Our first hearing in the case against Minnesota’s abortion restrictions

Yesterday Gender Justice, along with co-council the Lawyering Project, and plaintiffs First Unitarian Society of Minneapolis and Our Justice, a Twin Cities-based abortion fund, had our first hearing in the Doe v. Minnesota case to remove the abortion restrictions here in this state.

In Minnesota, we have a long history of being leaders in health care. And, we care about our neighbors – we trust them to make their own decisions about the direction of their lives. We value the health of our communities and our independence.

THE LAWS THAT WE’RE SPEAKING OUT AGAINST TODAY – AND WITH THIS LAWSUIT – GO AGAINST THOSE FUNDAMENTAL MINNESOTA VALUES.

More than that, they go against the Minnesota Constitution, which protects not only the right to have an abortion, but the right to decide to have an abortion without the government interfering that decision. In 1995, these basic rights to privacy and personal decision-making were upheld by the Minnesota Supreme Court, in a case called Doe v. Gomez.

 

And yet, anti-abortion politicians have been quietly chipping away at our rights for years. They’ve managed to pass laws that aren’t supported by the medical community, and don’t advance patient health or safety. Instead, they’re politically motivated measures designed to restrict access, intimidate providers and patients, and increase cost.

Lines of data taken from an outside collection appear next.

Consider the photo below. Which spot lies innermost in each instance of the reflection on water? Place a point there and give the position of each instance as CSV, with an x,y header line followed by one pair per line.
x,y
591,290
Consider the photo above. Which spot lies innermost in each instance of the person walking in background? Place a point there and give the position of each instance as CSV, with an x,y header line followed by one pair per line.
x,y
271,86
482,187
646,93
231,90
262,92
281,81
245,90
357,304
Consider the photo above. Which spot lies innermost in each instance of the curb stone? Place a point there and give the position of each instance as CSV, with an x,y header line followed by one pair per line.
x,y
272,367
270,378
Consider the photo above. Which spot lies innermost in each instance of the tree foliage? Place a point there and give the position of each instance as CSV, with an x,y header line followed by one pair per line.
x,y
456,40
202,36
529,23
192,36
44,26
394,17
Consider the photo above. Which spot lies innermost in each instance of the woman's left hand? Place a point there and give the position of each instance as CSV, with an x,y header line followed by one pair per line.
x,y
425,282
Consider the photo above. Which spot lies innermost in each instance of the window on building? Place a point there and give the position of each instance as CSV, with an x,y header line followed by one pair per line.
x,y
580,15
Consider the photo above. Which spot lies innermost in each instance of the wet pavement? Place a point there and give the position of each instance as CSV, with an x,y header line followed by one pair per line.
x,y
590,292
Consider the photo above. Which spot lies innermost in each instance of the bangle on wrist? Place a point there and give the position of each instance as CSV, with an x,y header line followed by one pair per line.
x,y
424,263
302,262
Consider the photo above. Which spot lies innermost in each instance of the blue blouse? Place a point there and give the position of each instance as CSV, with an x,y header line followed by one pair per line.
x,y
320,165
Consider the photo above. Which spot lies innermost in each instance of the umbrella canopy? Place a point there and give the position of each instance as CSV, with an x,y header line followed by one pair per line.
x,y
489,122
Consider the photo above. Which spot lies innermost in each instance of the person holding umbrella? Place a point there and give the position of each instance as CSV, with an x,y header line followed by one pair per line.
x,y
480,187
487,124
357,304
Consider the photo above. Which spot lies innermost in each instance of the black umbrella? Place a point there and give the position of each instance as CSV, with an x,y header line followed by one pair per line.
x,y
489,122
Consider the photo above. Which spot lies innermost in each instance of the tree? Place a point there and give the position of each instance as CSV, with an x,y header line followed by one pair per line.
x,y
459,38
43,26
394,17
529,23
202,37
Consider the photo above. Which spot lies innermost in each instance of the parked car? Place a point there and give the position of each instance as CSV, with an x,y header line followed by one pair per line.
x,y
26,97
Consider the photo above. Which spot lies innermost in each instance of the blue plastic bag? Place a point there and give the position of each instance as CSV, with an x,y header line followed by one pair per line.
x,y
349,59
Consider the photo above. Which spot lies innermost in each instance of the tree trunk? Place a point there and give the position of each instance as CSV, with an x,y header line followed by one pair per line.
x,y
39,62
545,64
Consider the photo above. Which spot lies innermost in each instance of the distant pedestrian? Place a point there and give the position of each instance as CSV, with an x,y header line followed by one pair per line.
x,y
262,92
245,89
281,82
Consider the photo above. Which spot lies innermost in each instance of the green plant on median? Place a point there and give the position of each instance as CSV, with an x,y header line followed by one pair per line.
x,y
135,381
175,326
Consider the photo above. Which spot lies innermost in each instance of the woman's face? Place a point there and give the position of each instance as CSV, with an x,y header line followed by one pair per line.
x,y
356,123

Minnesota’s abortion restrictions are medically unnecessary and legally untenable. We’re confident the court will once again uphold the state constitution’s promise of reproductive freedom and abortion rights, and unrestrict Minnesota once and for all.

We are in this case for the long haul. Yesterday’s hearing is really just the beginning of what will likely be a years’ long process to get these 13 unnecessary and unconstitutional laws off the books.

Pro-Life Action Ministries and the Thomas More Society are attempting to intervene in the case to also defend the laws. If they’re successful, the case may take even longer to wind its way through the courts.

We know Minnesotans, and folks traveling from out of state to access care, deserve better than this when it comes to matters of their personal health care.